Еще Дик зашел к щуплому эмигранту-кавказцу, который лежал в чем-то вроде гамака, плотно застегнутом со всех сторон и периодически погружаемом в теплую ванну. В соседней палате помещались три дочери португальского генерала, страдавшие парезом, который медленно, но верно распространялся по всему телу. Следующий больной был сам по профессии психиатр; у него Дик посидел подольше, уверяя, что ему лучше, гораздо лучше, а тот слушал с жадным вниманием; надежда, которую ему удавалось — или не удавалось — почерпнуть в интонациях доктора Дайвера, была последней ниточкой, связывавшей его с реальным миром. Закончив обход, Дик вызвал и уволил санитара, который не справлялся со своими обязанностями, — а там подошло время ленча.
Совместные трапезы с больными всегда были Дику в тягость.

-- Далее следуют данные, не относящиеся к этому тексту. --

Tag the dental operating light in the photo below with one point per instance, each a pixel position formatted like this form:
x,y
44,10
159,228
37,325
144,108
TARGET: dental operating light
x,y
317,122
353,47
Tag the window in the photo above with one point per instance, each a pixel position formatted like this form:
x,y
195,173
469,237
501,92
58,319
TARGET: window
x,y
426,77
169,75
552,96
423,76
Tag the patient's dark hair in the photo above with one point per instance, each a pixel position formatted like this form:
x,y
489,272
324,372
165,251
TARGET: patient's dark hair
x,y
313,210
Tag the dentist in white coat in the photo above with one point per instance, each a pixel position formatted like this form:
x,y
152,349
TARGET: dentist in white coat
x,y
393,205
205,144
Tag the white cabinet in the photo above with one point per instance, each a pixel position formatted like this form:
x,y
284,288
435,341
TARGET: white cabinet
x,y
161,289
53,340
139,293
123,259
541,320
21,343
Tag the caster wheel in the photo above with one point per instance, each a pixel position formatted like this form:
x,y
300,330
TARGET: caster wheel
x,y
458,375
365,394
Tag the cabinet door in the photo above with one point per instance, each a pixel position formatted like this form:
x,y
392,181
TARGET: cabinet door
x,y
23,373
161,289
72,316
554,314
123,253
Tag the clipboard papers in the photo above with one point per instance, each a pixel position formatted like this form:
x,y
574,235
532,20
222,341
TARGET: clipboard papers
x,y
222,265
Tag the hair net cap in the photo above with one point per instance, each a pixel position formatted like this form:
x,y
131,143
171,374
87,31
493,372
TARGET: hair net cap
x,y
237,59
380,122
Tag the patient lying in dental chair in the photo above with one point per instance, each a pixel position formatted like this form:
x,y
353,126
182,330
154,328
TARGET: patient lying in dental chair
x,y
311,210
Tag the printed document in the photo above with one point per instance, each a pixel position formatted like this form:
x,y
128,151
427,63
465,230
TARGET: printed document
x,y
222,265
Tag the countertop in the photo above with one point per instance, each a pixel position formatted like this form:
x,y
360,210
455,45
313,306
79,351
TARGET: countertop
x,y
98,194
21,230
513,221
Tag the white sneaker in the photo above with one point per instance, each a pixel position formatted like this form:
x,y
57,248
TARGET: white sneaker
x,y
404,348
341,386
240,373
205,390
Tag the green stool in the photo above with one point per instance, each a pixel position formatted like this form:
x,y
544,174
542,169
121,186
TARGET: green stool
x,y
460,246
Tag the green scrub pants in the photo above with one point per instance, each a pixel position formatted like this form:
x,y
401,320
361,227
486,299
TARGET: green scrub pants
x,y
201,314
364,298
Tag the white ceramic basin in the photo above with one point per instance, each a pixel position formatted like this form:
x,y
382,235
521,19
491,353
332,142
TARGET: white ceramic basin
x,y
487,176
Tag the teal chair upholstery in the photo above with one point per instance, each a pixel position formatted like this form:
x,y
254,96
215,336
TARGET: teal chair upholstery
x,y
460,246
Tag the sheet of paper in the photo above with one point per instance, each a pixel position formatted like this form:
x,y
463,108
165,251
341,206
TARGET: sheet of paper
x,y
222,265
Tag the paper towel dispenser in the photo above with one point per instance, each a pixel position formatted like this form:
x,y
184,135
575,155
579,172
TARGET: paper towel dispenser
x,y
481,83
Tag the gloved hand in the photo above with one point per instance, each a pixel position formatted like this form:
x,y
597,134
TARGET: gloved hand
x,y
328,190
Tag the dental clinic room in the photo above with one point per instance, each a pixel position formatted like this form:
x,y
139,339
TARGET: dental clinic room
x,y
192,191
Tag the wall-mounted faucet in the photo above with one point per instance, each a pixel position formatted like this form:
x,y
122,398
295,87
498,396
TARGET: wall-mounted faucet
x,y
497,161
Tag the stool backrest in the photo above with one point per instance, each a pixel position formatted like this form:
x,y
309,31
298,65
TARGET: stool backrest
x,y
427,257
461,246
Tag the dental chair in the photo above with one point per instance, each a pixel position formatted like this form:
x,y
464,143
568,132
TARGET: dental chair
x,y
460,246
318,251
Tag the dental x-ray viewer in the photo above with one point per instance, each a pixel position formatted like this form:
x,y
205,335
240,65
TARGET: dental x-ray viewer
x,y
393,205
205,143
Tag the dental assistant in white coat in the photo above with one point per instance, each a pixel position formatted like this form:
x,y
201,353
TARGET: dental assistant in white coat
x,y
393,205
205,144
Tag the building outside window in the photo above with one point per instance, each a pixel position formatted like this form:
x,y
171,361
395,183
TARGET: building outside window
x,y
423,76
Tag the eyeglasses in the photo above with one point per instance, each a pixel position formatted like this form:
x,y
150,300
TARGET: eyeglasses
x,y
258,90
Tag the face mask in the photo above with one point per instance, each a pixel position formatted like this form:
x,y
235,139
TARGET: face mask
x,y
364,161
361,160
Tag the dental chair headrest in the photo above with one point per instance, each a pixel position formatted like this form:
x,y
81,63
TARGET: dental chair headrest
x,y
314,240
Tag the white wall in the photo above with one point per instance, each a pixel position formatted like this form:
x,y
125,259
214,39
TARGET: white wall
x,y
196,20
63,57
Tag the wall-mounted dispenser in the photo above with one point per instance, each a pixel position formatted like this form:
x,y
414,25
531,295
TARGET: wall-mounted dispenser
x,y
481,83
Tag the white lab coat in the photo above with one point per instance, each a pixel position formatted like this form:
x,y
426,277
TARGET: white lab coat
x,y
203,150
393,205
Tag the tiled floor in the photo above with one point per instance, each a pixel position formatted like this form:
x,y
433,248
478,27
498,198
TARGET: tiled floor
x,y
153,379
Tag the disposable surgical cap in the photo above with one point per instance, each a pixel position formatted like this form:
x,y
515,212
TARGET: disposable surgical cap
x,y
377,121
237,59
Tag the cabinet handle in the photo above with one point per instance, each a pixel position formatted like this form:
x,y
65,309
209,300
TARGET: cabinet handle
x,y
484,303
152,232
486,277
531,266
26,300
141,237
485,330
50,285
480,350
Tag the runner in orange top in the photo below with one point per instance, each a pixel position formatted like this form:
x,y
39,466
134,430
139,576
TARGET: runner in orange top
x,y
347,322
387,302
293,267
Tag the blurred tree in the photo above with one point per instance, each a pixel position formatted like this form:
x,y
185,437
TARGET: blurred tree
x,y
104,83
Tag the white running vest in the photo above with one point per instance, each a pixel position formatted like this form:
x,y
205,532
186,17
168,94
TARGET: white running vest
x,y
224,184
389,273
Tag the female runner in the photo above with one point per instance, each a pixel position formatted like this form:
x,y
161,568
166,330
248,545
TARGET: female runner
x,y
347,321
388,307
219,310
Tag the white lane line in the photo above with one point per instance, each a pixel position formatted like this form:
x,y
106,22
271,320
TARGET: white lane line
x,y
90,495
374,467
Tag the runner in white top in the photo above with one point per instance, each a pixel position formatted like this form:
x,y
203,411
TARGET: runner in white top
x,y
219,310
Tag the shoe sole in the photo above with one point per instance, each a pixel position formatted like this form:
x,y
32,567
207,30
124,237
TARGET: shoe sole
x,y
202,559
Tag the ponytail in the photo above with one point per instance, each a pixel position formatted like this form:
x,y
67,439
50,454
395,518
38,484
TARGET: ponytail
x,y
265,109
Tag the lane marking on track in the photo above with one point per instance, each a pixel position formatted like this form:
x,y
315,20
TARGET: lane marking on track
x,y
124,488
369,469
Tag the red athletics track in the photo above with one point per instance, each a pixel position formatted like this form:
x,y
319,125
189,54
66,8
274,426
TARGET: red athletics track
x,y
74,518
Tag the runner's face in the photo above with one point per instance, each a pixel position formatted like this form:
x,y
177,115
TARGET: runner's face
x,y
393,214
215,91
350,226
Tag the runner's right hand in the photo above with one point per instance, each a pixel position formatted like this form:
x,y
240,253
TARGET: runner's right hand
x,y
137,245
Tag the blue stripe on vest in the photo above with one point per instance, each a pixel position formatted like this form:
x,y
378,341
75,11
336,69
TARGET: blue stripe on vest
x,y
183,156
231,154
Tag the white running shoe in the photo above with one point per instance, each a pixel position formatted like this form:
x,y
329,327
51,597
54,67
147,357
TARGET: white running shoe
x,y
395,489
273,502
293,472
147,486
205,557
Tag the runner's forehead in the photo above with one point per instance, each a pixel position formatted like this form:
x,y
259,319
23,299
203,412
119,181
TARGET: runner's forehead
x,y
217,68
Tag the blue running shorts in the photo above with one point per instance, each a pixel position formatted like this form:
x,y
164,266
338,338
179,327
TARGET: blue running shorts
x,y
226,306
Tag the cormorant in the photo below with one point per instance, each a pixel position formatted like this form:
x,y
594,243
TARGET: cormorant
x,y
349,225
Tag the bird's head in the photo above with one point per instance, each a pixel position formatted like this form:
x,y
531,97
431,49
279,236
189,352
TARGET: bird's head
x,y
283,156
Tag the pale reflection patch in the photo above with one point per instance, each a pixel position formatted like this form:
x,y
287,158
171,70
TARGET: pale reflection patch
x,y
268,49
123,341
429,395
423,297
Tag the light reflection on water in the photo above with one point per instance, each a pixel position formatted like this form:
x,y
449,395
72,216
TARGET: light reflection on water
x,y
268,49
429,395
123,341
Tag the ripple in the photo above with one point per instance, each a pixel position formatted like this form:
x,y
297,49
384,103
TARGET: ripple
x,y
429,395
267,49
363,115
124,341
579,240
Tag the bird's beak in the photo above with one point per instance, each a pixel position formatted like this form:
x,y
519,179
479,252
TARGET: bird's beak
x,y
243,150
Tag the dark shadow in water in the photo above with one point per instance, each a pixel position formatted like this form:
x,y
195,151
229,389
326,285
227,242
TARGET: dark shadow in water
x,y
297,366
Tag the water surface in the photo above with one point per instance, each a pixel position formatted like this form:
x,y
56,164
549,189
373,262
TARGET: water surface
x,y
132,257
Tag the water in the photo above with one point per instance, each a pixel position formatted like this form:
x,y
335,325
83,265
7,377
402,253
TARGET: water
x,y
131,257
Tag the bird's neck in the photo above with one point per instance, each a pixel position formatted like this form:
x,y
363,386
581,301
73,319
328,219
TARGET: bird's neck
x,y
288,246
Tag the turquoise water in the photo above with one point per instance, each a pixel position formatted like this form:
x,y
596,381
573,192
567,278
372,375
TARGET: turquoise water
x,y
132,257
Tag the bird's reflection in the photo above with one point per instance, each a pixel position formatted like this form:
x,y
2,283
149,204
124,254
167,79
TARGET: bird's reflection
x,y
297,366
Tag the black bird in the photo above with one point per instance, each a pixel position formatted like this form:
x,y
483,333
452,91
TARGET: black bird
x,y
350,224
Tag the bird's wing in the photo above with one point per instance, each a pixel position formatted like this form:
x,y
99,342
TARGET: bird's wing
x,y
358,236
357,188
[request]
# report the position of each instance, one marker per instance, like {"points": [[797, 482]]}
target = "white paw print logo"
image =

Разумеется, обитатели «Шиповника» и «Буков» в них не участвовали, и на первый взгляд могло показаться, будто за столом собралось самое обыкновенное общество, если бы не гнетущая атмосфера, неизменно царившая в комнате. Врачи, которые были тут же, старались поддерживать разговор, но большинство больных ели молча, не поднимая глаз от тарелки, — то ли успели за утро утомиться, то ли хуже себя чувствовали на людях.
После ленча Дик пошел домой. Николь сидела в гостиной и как-то странно посмотрела на него.
— Вот, прочти. — Она протягивала ему какое-то письмо.
Он развернул сложенный листок бумаги. Письмо было от пациентки, которая недавно выписалась из клиники вопреки мнению врачебного синклита. Оно недвусмысленно обвиняло Дика в том, что он соблазнил дочь больной, неотлучно находившуюся при ней в острый период болезни. Миссис Дайвер, говорилось в заключение, безусловно полезно будет узнать об этом и понять, «что собой представляет ее супруг».
Дик еще раз перечитал письмо. Оно было написано вполне связным, даже изысканным языком, но он без труда распознал в нем приметы маниакального бреда. Ему сразу вспомнилась девушка, о которой шла речь, — бойкая, кокетливая брюнетка. Как-то по ее просьбе он захватил ее с собой на машине в Цюрих и вечером привез обратно. Дорогой он от нечего делать, почти из любезности один раз ее поцеловал. Она потом делала попытки продолжить флирт, но он не выказал никакого интереса. После этого — а может быть, и вследствие этого — девица стала всячески придираться к нему и вскоре ее забрала мать из клиники.
— Чистейшая бессмыслица, — сказал Дик. — У меня вообще не было с этой девушкой никаких отношений. Она мне даже не нравилась.
— Да, я старалась себя в этом убедить, — сказала Николь.
— Ты, надеюсь, не вздумала поверить?
— Я всегда сижу дома…
Дик опустился на диван рядом с ней; его голос зазвучал укором:
— Не глупи, Николь. Это письмо написала душевнобольная.
— Я сама была душевнобольная.
Он встал и заговорил другим, властным тоном:
— Ну ладно, довольно глупостей. Собирайся и зови детей, мы сейчас едем.
Дик вел машину вдоль берега озера, по шоссе, огибавшему каждый мысок, и она то ныряла в зеленый древесный туннель, то опять выезжала на открытое место, подставляя ветровое стекло водяным брызгам и солнцу. Это была собственная машина Дика, «рено», такой крошечный, что все казались в нем великанами, кроме детей, которые сидели сзади, а над ними, как мачта, торчала mademoiselle. Они знали наизусть каждый километр этой дороги — где запахнет нагретой хвоей, а где будет валить из трубы черный дым. Высоко стоявшее солнце с рожицей, как на картинке, нещадно пекло соломенные детские шляпы.